My pup can jump his own rabbit and chase them but seems to loose them. Starts to track them down with the sent but don't make it far. I think I need to take him out with my brothers dog and let her track em down. Or is it something that just will click with him overtime?


Posted using Outdoor Hub Campfire


----------



## Reel_Addiction (Apr 18, 2012)

Is he/she maybe getting to excited and over running the track and scent. They will do that alot when there starting out, there young and fast. Make sure and give him/her plenty of time to figure it out before trying to help your dog. Takes some time but when it happens it so rewarding you wont be able to wipe the smile off your face for a week. Mine would run the first couple of the hunt so hard there was no way they could circle. Straight through to the next county. I would take him and run him a little before we went to tire him out some. If u can run him with other dogs I would highly recommend that. I didn't when my was a pup and now he would rather hunt by him self.

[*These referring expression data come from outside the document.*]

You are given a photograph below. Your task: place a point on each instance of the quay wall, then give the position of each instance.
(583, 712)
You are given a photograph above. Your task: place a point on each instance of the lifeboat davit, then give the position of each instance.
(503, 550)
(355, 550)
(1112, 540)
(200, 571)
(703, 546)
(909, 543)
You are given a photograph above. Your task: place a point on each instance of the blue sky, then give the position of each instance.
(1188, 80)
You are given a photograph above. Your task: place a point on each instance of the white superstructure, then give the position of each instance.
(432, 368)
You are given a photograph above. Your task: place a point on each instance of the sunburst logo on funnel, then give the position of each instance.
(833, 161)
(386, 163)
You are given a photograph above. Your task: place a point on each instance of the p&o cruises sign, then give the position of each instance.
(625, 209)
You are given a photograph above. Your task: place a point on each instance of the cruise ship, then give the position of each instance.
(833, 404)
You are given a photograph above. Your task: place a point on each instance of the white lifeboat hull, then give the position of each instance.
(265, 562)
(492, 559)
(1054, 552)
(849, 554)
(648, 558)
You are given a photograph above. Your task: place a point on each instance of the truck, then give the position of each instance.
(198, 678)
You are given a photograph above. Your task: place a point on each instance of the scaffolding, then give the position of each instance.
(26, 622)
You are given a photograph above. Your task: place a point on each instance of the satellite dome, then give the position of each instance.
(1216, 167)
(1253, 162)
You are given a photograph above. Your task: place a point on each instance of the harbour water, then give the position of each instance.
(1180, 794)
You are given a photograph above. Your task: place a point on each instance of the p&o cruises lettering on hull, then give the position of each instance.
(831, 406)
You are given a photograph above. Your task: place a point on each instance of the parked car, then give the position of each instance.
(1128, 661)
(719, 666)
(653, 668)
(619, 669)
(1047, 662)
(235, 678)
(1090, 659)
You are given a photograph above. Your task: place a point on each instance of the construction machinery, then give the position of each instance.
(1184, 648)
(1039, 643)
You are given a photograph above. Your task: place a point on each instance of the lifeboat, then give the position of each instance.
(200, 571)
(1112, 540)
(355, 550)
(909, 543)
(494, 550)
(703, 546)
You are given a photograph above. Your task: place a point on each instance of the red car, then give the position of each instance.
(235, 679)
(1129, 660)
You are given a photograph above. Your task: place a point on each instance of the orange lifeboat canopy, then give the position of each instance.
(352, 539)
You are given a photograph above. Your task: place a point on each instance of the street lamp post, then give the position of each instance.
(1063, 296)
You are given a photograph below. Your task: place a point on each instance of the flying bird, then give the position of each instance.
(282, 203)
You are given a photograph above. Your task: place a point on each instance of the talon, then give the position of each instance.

posted using Outdoor Hub Campfire


----------



## miruss (Apr 18, 2003)

My pup does the same thing less then yr old he just tries to hard and over runs the track just don't expect to much from a pup. from what i understand a beagle really don't hit there prime till about 2-3 yr's old so i think anything up till then is just icing on the cake


----------



## Big Reds (Oct 14, 2007)

You didn't mention how old the pup was. The old addage "practice makes perfect" applies here.
Run the dog's legs off as often as you can. The pup will get it. DO NOT expect too much too soon.


----------



## houndhunter450 (Aug 31, 2012)

He is 8 months and I take him out at min once a weekend usually sat and sun both. I will take him out Sunday with my brothers older female she's a awesome dog. 


Posted using Outdoor Hub Campfire


----------



## snortwheeze (Jul 31, 2012)

I had a 2 1/2 yr old that still got way to excited & would back track every now & then. Then other days she would run like a true champ. Unfortunately she got hit by a car & now I have to start all over with a pup. Anyways I am lucky & get to run with other dogs ranging from 3 to 10 yrs old & you can see the age difference in every one. I would say the older the better. Like others said if you can run him with other older dogs it would be a good start. good luck I am going to need it to.


----------